I am working on an data project assignment where I am asked to use 50% of data for training and remaining 50% of data for testing. I would like to use the magic of cross-validation and still meet the aforementioned criteria.
Currently, my code is following:
clf = LogisticRegression(penalty='l2', class_weight='balanced'
tprs = []
aucs = []
mean_fpr = np.linspace(0, 1, 100)
#cross validation
cv = StratifiedKFold(n_splits=2)
i = 0
for train, test in cv.split(X, y):
probas_ = clf.fit(X[train], y[train]).predict_proba(X[test])

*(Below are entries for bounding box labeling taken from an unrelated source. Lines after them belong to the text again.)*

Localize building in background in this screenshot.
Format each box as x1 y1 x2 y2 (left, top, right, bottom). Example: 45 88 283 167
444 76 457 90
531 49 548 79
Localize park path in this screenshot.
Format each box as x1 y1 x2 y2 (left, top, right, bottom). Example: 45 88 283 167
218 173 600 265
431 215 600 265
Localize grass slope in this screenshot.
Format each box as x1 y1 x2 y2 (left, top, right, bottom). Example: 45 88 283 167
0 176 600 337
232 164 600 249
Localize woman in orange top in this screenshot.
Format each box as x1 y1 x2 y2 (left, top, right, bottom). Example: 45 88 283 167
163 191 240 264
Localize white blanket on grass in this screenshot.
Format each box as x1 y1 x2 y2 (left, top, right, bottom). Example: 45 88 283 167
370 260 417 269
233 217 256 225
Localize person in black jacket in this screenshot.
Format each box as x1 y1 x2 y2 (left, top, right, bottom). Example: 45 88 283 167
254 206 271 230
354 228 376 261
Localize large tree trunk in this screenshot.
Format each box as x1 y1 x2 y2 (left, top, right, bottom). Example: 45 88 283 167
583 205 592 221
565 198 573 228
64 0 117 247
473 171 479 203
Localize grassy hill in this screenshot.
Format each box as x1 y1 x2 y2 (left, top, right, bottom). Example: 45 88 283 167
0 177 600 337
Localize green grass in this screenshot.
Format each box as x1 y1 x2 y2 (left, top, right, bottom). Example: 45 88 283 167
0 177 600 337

# Compute ROC curve and area the curve
fpr, tpr, thresholds = roc_curve(y[test], probas_[:, 1])
tprs.append(interp(mean_fpr, fpr, tpr))
tprs[-1][0] = 0.0
roc_auc = auc(fpr, tpr)
aucs.append(roc_auc)
i += 1
print("Average AUC: ", sum(aucs)/len(aucs),"AUC: ", aucs[-1],)
Since I am using just 2 splits, is it considered as if I was using train-test split of 50:50? Or should I first split data into 50:50 and then use cross validation on the training part, and finally use that model to test the remaining 50% on test data?